Road Games Travel Tips: Don’t be ‘Chi’, come to town!
Week 2: Seattle at Chicago, Sept. 17, 5:15 p.m. Pacific
SPONSORED – The enjoyability of this historical setting depends largely on the time of year.
Seattle played a playoff game at Soldier Field back in January 2011 in which the ground was quite literally frozen.
But there isn’t a better site in the country for a September game, especially one in prime time.
Chicago is absolutely fantastic, built around the rivers on the shores of a great lake, and there’s no shortage of opportunities. Two recommendations are the Navy Pier, where you get a lakeshore glimpse of just how big that body of water is, and the Architecture Cruise winds around the river to give you a unique look at the city’s most remarkable buildings.
The best thing about, Chicago, though? The food. Whether it’s the deep-dish pizza or the Italian beef sandwich or even the high-end dining options, the city is an eater’s dream. It’s also a chance to get more adventurous. Even if you don’t mean to.
At least that was the case for one of my fellow journalists when we went to a restaurant run by a friend of mine. Now, I don’t want to mention any names because Eric Williams is kind of a big deal now, covering the Chargers for the world’s biggest four-letter Web site. But back then, he was working at the Tacoma News Tribune while I was at The Seattle Times, and we gathered a group for dinner at the restaurant owned by Graham Elliot. He’s a big deal in food TV circles, a gastronomist as much as a chef who’s known for wearing glasses with white, chunky frames.
Merlin Verrier, who’s one of my oldest, closest friends, was the executive chef at that restaurant, and he treated us to a dinner at the same table where Jay-Z would later be served.
The meal was incredible. It was also adventurous with one of the appetizers being foie gras lollipops. Now that’s goose-liver pate, pate cut into circles, perched on a stick as if it were a sucker and then rolled in Pop Rocks. Odd? Absolutely. Delicious? You bet. What Eric was expecting? Not at all. He thought it was cheese, and when informed it was fattened goose liver, well, it changed how he felt about what he’d just eaten.
When a later dish included foie gras foam, we had to inform the server that he wasn’t all that interested in the liver.
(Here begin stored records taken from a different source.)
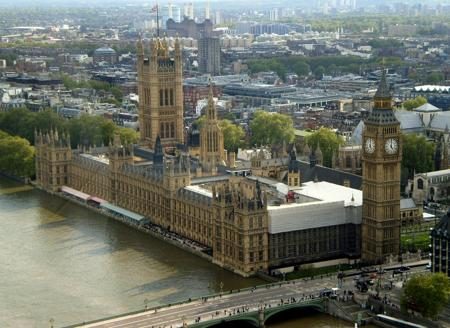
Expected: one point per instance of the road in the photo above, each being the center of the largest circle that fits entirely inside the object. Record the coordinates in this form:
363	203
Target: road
227	304
221	306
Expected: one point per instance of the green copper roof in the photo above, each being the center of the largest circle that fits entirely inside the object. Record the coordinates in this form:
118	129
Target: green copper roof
383	89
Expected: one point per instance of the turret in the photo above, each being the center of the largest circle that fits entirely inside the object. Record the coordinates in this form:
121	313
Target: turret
53	156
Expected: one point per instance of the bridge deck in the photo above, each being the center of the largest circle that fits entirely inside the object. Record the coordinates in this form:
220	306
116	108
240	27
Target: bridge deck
223	306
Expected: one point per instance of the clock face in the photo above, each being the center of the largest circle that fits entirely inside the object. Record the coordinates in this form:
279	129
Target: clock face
391	146
369	145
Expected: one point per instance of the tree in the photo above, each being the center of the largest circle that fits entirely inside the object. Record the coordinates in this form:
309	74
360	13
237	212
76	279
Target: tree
271	128
233	135
301	68
435	77
417	154
16	156
328	141
127	135
319	72
414	103
427	294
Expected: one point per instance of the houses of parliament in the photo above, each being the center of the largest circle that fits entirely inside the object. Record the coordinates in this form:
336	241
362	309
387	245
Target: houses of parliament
272	211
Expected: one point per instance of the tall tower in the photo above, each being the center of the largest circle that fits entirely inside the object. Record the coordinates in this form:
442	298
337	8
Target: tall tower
211	138
209	55
382	155
53	156
160	87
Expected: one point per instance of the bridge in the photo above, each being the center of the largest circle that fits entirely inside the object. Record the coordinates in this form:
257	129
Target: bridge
253	306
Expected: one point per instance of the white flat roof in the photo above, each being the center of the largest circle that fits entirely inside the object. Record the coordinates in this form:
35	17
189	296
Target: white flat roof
331	192
437	173
199	190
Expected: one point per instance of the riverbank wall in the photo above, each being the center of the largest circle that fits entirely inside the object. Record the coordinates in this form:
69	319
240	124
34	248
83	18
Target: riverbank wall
157	232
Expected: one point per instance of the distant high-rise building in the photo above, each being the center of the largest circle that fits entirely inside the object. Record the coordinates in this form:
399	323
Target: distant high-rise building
273	14
209	55
160	81
189	10
207	9
170	12
382	157
217	18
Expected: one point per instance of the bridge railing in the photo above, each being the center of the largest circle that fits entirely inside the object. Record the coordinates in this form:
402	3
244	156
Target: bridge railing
187	301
She scooped off the foam and placed it on my plate. It was delicious.
Elliot closed that bistro a few years back, but he does have a new restaurant in Chicago, Gideon Sweet, which opened late last year.
Arrival: O’Hare Airport is the second-busiest in the world, but actually fairly convenient to get to. It’s located 14 miles to the Northwest of Chicago, and you can use the Blue Line to get there 24 hours a day. Of course, if you want to rent a car, you can do that, too.
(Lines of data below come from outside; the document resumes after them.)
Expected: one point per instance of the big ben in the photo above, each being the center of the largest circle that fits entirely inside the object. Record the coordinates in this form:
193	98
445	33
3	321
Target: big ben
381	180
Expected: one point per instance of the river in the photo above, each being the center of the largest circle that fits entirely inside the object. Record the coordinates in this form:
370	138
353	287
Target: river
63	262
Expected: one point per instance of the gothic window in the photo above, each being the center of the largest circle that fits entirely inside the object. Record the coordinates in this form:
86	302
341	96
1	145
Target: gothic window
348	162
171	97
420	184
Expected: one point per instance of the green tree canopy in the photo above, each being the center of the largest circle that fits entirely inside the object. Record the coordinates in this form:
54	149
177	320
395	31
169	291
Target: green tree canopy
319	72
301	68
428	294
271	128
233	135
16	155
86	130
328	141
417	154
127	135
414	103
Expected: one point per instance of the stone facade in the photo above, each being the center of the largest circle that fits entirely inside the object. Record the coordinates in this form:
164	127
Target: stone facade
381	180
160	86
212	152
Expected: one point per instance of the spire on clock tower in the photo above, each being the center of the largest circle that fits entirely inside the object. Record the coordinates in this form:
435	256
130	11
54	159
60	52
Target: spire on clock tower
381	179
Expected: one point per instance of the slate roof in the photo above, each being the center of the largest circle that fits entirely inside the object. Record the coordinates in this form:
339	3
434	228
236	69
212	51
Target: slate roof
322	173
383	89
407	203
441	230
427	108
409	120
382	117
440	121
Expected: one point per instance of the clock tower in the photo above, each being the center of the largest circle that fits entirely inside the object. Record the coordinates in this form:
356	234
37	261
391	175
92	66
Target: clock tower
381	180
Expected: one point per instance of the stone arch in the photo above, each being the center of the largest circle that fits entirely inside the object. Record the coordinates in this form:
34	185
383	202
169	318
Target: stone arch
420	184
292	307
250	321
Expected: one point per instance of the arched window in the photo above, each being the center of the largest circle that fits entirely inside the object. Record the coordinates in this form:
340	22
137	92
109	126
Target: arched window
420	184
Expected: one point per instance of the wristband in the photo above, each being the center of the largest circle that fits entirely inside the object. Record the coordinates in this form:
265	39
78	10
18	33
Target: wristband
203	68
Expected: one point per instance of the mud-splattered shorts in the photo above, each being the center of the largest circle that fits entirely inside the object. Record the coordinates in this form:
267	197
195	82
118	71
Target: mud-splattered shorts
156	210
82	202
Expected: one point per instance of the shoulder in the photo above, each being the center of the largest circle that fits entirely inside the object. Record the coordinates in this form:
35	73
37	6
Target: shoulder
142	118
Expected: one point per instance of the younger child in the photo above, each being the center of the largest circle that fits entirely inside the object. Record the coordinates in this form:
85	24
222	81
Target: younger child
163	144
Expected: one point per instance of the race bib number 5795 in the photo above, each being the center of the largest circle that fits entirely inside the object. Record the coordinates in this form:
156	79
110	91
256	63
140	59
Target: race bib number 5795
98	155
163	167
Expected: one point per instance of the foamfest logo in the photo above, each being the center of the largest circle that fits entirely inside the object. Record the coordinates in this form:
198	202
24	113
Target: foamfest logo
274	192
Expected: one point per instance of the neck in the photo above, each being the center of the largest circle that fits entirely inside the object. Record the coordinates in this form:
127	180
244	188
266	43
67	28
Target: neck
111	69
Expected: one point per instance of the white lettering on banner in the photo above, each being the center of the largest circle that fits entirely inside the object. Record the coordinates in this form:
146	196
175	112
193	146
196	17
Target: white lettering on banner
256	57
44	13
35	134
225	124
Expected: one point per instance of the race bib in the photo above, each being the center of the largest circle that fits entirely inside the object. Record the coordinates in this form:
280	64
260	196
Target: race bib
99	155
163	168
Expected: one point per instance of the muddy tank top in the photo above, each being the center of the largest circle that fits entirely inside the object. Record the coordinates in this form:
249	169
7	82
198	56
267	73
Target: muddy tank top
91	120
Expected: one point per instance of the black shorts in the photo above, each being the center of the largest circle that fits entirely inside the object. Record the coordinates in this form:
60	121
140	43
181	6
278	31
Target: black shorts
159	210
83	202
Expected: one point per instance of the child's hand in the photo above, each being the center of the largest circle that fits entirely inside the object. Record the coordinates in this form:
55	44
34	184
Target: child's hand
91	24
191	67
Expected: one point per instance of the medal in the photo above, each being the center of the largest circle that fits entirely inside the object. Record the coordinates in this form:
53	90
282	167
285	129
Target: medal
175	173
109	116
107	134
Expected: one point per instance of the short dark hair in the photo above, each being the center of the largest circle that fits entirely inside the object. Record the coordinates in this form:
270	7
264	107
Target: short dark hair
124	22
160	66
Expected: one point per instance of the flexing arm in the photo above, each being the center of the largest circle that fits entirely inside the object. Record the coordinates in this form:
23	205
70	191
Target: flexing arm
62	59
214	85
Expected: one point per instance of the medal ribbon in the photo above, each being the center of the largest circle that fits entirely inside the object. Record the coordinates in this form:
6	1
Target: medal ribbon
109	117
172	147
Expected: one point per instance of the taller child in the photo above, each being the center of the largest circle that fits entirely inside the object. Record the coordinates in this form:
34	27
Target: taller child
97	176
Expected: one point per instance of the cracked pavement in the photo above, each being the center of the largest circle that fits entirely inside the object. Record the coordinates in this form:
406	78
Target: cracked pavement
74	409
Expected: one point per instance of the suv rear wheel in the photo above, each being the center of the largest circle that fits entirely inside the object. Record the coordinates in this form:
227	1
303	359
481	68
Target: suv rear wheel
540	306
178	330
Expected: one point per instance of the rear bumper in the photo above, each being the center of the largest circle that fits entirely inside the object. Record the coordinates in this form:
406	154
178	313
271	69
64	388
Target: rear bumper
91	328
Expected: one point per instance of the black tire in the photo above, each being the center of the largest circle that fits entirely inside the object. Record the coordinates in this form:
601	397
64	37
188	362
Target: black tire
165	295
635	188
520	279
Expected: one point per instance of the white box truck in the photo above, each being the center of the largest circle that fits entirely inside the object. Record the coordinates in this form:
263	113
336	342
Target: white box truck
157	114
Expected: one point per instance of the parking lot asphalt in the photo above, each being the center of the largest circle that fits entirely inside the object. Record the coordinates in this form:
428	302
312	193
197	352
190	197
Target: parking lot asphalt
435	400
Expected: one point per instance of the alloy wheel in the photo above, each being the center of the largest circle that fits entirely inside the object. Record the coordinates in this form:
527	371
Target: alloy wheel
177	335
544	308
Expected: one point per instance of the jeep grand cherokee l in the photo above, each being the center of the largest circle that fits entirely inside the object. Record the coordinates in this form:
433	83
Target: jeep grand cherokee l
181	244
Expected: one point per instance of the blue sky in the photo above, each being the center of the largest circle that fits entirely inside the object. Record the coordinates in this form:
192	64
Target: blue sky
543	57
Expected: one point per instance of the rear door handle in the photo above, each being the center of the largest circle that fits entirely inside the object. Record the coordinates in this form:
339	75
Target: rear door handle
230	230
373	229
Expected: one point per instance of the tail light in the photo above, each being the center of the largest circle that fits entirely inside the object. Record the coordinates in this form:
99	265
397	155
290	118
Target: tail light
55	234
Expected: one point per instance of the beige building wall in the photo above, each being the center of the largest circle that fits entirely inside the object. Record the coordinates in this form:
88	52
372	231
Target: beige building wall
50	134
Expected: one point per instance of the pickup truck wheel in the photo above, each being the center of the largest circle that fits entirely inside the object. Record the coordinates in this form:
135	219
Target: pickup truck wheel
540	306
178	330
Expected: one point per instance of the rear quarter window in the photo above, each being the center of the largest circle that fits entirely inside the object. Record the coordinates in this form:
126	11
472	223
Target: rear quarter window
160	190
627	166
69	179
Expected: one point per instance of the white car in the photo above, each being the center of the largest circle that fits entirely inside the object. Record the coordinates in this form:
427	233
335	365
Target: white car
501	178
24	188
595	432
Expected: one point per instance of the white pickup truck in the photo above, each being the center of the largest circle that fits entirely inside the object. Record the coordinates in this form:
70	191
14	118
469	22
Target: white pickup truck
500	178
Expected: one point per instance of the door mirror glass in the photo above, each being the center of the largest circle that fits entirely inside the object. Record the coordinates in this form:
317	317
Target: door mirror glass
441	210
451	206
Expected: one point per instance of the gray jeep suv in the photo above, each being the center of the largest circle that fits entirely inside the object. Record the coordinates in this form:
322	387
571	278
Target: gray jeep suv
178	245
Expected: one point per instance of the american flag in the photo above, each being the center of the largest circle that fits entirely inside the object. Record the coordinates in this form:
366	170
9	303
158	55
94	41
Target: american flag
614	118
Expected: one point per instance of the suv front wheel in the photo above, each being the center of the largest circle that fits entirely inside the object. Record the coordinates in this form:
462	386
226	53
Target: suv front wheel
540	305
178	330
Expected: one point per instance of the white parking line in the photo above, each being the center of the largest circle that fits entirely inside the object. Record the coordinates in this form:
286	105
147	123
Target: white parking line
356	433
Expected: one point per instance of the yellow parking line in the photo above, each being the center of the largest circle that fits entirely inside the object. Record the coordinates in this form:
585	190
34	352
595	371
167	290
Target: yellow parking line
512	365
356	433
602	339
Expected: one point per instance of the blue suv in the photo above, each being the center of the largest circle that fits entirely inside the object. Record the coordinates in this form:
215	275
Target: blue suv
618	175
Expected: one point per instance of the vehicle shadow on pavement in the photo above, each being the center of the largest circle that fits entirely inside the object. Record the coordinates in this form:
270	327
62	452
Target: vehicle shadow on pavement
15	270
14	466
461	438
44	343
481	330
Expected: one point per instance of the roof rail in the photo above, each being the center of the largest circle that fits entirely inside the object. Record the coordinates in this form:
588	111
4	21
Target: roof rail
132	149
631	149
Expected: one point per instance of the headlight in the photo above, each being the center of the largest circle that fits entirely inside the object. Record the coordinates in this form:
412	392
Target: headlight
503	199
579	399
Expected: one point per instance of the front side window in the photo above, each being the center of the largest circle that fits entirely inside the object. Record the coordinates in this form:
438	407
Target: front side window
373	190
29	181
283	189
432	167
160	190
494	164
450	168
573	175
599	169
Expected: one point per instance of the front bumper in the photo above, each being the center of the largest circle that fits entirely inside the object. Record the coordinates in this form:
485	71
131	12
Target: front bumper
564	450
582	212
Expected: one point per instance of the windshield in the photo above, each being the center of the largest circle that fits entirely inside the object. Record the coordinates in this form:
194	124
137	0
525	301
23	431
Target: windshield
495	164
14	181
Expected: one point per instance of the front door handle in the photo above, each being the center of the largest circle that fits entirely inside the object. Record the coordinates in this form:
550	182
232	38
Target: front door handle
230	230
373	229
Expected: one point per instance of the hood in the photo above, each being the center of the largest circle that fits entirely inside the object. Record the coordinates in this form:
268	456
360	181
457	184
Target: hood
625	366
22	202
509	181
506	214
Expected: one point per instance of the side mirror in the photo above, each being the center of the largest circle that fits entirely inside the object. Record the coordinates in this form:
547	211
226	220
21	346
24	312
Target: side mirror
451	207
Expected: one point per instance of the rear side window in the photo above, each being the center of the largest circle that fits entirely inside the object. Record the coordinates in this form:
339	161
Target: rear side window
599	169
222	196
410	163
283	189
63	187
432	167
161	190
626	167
Stadium: What opened as Grant Park Municipal Stadium back in 1924 became Soldier Field a year later. It was constructed in three different phases, and is simply one of the most famous sporting venues in the country. There were said to be 123,000 in attendance when USC played Notre Dame in 1927. In 2003, a 20-month renovation of Soldier Field was completed, in which it appeared a new spaceship-like stadium was placed down – gently – on top of the old historical stadium. It is – quite simply – unlike any other stadium you’ll see in America.
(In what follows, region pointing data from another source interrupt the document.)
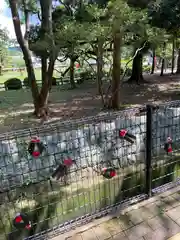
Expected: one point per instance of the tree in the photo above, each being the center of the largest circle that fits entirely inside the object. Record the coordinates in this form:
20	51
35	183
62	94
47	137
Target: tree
164	14
4	40
46	41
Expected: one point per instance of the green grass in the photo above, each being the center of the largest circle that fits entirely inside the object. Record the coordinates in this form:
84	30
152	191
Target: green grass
22	75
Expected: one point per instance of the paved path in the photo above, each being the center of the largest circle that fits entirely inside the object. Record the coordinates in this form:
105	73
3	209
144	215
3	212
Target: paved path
157	218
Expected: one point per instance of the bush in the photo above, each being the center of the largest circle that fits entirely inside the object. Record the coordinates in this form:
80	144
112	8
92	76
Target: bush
13	84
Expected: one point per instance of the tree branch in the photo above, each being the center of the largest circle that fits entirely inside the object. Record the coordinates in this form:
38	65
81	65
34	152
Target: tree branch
137	51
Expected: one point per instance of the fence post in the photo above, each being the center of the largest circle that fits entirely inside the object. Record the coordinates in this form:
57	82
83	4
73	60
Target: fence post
149	112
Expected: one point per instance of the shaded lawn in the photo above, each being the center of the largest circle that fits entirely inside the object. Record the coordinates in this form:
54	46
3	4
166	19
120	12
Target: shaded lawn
22	74
16	107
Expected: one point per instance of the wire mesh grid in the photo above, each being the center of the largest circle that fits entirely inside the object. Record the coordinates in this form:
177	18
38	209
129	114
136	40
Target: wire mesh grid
80	190
166	145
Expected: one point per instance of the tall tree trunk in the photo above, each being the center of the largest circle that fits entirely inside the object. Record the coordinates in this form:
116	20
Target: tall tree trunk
26	52
71	73
162	67
100	66
137	68
46	26
178	62
43	69
163	60
173	53
153	61
116	71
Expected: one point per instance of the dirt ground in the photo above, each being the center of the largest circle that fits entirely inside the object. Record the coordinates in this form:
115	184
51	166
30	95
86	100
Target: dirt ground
16	106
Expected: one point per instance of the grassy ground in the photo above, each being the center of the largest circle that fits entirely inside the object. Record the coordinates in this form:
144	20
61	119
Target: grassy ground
21	75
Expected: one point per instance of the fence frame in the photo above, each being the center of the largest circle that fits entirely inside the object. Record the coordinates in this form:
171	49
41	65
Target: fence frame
72	224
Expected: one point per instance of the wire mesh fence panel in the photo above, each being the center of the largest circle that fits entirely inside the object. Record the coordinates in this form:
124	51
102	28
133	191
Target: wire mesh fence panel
166	144
67	171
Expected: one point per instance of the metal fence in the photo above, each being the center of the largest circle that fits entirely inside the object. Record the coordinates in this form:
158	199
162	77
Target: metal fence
60	176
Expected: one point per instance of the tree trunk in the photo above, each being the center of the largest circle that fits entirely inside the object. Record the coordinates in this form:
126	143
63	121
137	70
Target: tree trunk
136	75
116	71
26	52
162	67
41	108
173	53
100	66
178	62
71	73
43	69
163	60
153	61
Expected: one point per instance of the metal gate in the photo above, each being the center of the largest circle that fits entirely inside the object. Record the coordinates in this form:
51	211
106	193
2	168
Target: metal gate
64	175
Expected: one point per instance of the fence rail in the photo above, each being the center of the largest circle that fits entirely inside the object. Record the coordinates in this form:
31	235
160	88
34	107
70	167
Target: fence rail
64	175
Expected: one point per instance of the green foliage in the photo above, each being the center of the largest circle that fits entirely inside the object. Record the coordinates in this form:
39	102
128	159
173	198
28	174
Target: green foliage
147	69
165	14
13	84
4	39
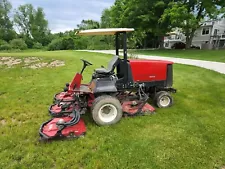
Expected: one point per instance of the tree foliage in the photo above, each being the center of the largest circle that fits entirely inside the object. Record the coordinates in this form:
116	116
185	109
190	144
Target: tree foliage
189	14
32	23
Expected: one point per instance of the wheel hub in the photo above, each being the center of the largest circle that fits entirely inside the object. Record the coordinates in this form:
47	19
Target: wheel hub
108	113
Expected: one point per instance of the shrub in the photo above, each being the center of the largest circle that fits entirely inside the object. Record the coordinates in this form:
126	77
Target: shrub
2	42
66	43
37	45
18	44
5	47
56	44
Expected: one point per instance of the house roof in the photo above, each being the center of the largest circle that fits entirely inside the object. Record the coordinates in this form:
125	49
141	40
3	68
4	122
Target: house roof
108	31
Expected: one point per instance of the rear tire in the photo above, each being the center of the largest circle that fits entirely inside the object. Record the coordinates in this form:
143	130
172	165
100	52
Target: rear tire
163	99
106	110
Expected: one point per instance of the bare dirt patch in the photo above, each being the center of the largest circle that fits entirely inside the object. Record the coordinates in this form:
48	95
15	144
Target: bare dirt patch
56	63
29	62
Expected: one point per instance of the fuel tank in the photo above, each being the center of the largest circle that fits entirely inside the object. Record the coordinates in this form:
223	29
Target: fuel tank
150	70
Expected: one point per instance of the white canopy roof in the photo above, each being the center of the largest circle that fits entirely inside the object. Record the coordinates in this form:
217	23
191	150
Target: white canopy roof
108	31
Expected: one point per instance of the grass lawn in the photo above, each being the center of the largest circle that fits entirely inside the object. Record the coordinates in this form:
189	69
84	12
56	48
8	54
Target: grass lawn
189	135
210	55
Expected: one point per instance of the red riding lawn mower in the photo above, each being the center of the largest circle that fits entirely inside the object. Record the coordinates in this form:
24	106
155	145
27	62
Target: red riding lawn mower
111	94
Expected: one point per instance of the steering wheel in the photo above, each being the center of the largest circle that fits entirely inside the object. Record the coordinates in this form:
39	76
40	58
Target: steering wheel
86	62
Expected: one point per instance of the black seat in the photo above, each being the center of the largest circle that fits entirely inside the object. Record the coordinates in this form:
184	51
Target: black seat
111	66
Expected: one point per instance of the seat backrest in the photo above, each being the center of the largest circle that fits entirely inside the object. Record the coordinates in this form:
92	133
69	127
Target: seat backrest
112	64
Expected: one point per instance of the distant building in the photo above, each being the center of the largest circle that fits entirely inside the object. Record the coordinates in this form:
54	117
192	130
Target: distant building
210	35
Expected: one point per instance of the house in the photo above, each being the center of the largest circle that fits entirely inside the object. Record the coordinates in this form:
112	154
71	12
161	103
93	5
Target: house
210	35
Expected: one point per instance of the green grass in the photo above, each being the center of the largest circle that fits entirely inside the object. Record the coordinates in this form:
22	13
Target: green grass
189	135
210	55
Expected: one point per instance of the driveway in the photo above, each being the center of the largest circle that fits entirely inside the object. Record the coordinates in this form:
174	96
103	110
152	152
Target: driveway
216	66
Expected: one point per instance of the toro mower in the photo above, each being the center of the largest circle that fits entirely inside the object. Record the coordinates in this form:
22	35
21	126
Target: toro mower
123	88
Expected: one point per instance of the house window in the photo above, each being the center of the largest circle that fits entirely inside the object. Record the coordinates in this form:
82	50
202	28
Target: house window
205	31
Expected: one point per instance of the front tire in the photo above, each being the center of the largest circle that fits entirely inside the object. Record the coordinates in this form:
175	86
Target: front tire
106	110
163	99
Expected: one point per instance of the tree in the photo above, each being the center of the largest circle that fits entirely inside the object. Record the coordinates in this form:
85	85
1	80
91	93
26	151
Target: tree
7	32
32	24
143	16
106	19
189	14
88	24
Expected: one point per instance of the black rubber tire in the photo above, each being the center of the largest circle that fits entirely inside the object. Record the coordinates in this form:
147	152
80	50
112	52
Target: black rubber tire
159	96
99	102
Last time here: Dec. 2, 2012. A regular-season game that started Seattle’s five-game winning streak to make the playoffs. It’s also a game where Russell Wilson was so good he won it twice, leading Seattle on a touchdown drive to take the lead in the final minute of the fourth quarter, and then – after Chicago inexplicably tied the score – leading Seattle to a game-winning touchdown in overtime.